Mark Tyson is a Freelance News Writer at Tom's Hardware US. He enjoys covering the full breadth of PC tech; from business and semiconductor design to products approaching the edge of reason.

  • thisisaname
    Intel if they can not produce the chips they can talk about how good they will be once they get around to making them :rolleyes::sneaky:
    Reply
  • JayNor
    So, what would be considered 3D Foveros on that design? Are there L2 SRAM tiles in the substrate?
    Reply
  • jkflipflop98
    JayNor said:
    So, what would be considered 3D Foveros on that design? Are there L2 SRAM tiles in the substrate?

    The base chunk that all the chiplets are plugging into is the Foveros. To oversimplify things, Foveros is a super-fancy breadboard with brains. You can plug a bunch of chips into it and they all start communicating at ultra high speeds. So you can have your logical cores built at TSMC, your GPU built inside of Intel's leading edge fabs, and a I/O chip built on an older generation process in another fab - plug them all into foveros and they'll work together as if they're a single chip.
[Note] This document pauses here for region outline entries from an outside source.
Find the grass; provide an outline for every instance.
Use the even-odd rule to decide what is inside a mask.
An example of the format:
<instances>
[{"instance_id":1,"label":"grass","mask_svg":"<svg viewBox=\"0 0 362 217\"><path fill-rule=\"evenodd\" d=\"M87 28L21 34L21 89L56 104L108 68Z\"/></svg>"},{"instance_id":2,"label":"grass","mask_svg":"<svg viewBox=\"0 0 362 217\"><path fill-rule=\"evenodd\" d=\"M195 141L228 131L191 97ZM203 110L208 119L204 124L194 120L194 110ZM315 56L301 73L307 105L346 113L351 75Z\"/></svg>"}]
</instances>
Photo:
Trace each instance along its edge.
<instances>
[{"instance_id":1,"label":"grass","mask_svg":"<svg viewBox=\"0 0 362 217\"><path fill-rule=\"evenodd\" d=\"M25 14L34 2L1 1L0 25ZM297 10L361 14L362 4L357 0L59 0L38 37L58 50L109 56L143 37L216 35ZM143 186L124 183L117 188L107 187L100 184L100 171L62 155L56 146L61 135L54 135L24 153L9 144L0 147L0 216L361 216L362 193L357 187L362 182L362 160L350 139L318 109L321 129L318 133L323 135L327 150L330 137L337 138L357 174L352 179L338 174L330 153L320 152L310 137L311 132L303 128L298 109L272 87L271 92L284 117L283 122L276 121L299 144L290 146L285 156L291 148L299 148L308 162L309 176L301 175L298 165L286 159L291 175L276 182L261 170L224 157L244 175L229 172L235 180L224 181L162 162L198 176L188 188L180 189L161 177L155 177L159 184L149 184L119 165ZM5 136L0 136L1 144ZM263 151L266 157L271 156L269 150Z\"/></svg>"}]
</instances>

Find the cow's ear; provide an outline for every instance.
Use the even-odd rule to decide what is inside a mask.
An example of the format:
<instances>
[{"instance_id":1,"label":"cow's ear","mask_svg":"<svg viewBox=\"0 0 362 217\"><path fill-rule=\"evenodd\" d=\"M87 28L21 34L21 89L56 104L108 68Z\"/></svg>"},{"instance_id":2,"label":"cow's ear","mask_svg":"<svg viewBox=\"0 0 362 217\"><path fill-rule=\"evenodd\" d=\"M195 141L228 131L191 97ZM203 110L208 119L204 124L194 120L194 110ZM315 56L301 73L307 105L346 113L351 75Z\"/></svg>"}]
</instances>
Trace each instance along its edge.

    They don't really point it out in the pictures, strangely.
    Reply
  • JayNor
    jkflipflop98 said:
    To oversimplify things, Foveros is a super-fancy breadboard with brains.

    They don't really point it out in the pictures, strangely.

    thanks ... so, on Ponte Vecchio they label it as their communication fabric.
    Reply
  • jkflipflop98
    That's a good way to put it. It's how individual "chiplets" can all talk to one another as if they're the same silicon.
    Reply
  • cyrusfox
    JayNor said:
    thanks ... so, on Ponte Vecchio they label it as their communication fabric.
    Yep it says Foveros right next to communication fabric on this picture of Ponte Vecchio, but Ponte Vecchio also has EMIB and all that HBM making it a massive chip. Nothing like the compact pictures of Meteor lake being shown, interested to hear about the details from hot chips and future packaging plans. How do they compare to what Apple has already achieved with the M1Ultra?
    Reply
  • JayNor
    I ran across a techpowerup article, "Intel Details Ponte Vecchio Accelerator: 63 Tiles, 600 Watt TDP, and Lots of Bandwidth", that has the best description I've seen of the Ponte Vecchio base tile ... 17 layers, with memory controller, FIVR, power management, pcie5 16 lanes, CXL ... so they did manage to move a few items onto it.